Com isto, não deve a CPLP nunca abandonar os seus princípios fundamentais e deve assumir como desígnio promover no mundo, através dos seus membros e associados, o “primado da paz, da democracia, do estado de direito, dos direitos humanos e da justiça social” e da “promoção do desenvolvimento”. Deve a CPLP activamente promover estes princípios entre os seus membros e ambicionar ainda promovê-los ao mundo inteiro, aproveitando a língua portuguesa como veículo e língua franca deste movimento. Isto significaria contribuir para que os países e os povos colham cada vez mais os benefícios económicos, sociais e culturais da paz, da democracia, do estado de direito, dos direitos humanos e da justiça social, da liberdade e do desenvolvimento.

 

No caso da Guiné Equatorial, o papel da CPLP e da sociedade política, económica e civil lusófona deve ser o de contribuir para que a Guiné Equatorial possa continuar o esforço já iniciado (por condição da CPLP) de melhorias ao nível da democracia, do estado de direito, dos direitos humanos e da justiça social. Não devem partes da sociedade lusófona preferir abandonar a comunidade ao invés de perseverar na luta pela disseminação destes princípios não só na Guiné Equatorial como em países não membros e, principalmente, em todos os países membros onde muitas incoerências existem ainda com os princípios da CPLP.

 

Apesar do estado dormente da CPLP nos últimos anos, parece existir agora um novo ímpeto demonstrado na vontade de maior integração e expansão que é, principalmente, liderado pelos mais jovens e dinâmicos países em áfrica e na ásia.
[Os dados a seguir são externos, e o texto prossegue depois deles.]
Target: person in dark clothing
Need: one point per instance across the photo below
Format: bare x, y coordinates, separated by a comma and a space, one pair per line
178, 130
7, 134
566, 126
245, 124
Outros países, como Portugal e o Brasil, devem entender (e assumir internamente) os benefícios desta evolução na CPLP e devem, sobretudo, aceitar que a relação entre membros da CPLP tem de ser construída numa base de igualdade, consensos e benefícios mútuos, e não por imposição de ideias e vontades individuais.
É agora a altura para alinhar uma estratégia para a CPLP e deve ser aproveitado o momento para o fazer com ambição e determinação. Existem, naturalmente, riscos e dificuldades enormes mas bem se sabe que de trabalhos fáceis dificilmente resultarão grandes feitos.